About this church
It was design by architect Charles Barry, who was only in his twenties at the time. He built it in the Late Gothic style, typical of the so called Commissioners churches of the time. Pevsner describes it as inventive and bold in its design.
The foundation stone was laid by the Vicar of Brighton, Revd RJ Carr dd, on 8 May 1824 at a location which was at the time 'the entrance to the town', but which is now in the city centre, following the rapid development of Brighton since that date. The ceremony of consecration was led by the same man on 25 January 1828.
A spire was designed by Barry in 1841, but it was never built. The side aisles originally had galleries (such as those to be seen at churches such as Christ Church, Spitalfields), but these were taken down, as were so many, as a result of the cultural and liturgical changes made in the wake of the Oxford Movement.

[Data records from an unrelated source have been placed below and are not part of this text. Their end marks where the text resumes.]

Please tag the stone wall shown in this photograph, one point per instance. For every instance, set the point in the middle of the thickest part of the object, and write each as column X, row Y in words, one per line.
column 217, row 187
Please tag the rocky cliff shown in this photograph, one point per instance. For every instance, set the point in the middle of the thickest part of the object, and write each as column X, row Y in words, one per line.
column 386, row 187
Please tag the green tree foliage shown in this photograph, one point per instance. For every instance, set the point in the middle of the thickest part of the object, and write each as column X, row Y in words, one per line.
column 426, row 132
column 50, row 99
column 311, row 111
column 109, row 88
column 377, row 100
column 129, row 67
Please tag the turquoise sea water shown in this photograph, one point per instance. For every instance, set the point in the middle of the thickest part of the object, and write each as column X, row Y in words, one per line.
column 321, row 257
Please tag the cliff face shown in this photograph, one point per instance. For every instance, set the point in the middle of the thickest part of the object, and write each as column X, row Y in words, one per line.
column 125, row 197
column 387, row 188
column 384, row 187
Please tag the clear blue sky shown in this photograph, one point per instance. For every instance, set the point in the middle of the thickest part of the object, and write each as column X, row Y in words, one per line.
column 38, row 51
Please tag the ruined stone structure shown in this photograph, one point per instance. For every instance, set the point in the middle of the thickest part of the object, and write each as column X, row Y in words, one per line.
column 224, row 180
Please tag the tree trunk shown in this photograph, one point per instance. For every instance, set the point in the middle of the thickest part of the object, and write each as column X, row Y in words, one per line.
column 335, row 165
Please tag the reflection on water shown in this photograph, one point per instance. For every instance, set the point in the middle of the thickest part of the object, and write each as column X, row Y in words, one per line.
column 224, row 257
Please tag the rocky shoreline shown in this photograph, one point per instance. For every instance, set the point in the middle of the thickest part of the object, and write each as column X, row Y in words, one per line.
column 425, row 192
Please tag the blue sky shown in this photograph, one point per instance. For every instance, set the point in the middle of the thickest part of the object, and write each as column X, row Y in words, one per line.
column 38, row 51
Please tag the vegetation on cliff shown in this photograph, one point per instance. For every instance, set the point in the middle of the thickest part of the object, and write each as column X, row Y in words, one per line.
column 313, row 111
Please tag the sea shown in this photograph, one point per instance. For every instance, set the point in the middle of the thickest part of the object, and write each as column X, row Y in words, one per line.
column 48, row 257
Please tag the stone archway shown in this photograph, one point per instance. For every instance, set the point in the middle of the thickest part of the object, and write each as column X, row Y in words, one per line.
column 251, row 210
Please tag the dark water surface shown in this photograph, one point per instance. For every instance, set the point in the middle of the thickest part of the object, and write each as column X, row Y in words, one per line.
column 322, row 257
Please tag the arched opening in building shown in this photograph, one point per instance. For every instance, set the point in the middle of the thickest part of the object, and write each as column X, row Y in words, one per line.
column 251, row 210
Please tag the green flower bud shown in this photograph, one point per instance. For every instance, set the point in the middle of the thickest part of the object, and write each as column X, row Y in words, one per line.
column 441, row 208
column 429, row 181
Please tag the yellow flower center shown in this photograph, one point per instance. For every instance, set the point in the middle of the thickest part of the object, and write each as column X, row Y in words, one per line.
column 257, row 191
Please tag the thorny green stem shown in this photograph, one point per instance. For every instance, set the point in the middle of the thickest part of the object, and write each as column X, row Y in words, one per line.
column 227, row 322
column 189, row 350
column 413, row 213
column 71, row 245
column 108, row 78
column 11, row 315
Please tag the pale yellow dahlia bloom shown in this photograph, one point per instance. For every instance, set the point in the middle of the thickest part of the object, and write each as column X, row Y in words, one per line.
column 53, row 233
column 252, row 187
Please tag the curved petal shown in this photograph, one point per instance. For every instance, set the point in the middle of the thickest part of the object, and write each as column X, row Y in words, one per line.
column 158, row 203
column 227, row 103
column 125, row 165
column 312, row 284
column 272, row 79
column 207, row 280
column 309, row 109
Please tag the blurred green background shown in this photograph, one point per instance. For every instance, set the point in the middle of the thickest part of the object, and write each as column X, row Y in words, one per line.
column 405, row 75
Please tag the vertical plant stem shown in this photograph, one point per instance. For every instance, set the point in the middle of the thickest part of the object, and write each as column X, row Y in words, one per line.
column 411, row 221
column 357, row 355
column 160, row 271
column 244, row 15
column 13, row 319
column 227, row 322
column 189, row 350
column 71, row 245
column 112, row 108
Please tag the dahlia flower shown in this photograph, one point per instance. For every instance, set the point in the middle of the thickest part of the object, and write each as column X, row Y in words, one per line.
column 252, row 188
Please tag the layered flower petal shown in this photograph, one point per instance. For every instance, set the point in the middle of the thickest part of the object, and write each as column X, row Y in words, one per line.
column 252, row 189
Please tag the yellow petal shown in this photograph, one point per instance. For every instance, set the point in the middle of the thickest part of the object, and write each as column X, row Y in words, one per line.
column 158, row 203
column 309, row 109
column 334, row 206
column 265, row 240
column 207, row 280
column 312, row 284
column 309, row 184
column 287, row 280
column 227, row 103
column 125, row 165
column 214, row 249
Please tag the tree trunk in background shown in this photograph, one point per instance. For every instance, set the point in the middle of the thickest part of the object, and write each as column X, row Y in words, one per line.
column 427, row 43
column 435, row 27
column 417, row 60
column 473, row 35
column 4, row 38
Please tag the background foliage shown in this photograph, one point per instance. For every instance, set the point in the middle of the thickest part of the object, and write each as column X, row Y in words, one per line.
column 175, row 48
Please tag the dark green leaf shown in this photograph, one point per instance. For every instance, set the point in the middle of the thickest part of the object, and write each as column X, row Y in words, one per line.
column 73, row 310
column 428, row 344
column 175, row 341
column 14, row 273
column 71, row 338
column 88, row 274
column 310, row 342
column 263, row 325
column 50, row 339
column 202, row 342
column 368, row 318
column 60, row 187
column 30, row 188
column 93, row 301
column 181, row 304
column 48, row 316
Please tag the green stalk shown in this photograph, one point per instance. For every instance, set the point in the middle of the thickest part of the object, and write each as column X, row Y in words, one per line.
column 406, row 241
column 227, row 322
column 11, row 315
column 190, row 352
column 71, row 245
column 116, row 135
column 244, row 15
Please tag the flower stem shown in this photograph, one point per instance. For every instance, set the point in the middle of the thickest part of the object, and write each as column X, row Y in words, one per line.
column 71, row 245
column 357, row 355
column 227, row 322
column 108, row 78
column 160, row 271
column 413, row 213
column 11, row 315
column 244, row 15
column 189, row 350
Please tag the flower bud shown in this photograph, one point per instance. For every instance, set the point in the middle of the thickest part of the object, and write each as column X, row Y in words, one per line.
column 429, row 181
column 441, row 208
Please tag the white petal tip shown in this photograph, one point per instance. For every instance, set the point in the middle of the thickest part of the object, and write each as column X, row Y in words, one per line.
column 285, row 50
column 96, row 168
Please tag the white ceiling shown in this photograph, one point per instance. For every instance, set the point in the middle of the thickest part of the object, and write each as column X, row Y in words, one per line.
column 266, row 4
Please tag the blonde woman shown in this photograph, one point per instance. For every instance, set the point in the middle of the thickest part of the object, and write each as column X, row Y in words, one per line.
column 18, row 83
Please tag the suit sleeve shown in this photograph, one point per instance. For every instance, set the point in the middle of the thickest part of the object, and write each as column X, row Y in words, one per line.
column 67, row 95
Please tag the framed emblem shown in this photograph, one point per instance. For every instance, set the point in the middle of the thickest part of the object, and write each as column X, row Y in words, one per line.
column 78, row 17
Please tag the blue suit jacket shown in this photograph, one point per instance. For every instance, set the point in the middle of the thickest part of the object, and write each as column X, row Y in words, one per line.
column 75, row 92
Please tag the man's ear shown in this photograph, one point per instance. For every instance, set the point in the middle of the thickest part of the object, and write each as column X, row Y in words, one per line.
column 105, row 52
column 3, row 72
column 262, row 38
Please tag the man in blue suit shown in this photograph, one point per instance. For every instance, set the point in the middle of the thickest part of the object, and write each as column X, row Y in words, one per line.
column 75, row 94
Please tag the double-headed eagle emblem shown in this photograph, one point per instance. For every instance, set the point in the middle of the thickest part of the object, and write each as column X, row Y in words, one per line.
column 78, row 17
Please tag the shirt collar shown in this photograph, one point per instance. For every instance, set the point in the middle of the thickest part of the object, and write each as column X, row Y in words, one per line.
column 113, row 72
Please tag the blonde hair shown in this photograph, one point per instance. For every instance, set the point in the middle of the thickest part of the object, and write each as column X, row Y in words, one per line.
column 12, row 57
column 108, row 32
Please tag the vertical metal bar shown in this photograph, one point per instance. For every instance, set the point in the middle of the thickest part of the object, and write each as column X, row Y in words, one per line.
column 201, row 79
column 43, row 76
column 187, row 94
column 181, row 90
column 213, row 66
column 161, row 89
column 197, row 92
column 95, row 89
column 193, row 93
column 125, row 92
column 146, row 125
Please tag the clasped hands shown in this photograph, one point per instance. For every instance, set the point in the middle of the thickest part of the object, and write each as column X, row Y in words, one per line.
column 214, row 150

The original hexagonal apse was demolished in 1898 to make way for a much larger, straight ended chancel designed by Somers Clarke and JT Mickelthwaite, built in Sussex sandstone, its warm hue contrasting with the cold, white appearance of the Portland stone in which the rest of the church was built. The building work continued until 1906. when a new chancel was installed.
The church has a selection of stained glass windows, most of which are by Charles Eamer Kempe. The east side has a window commemorating Queen Victoria, presented to the church on behalf of the people of Brighton using funds raised in the town.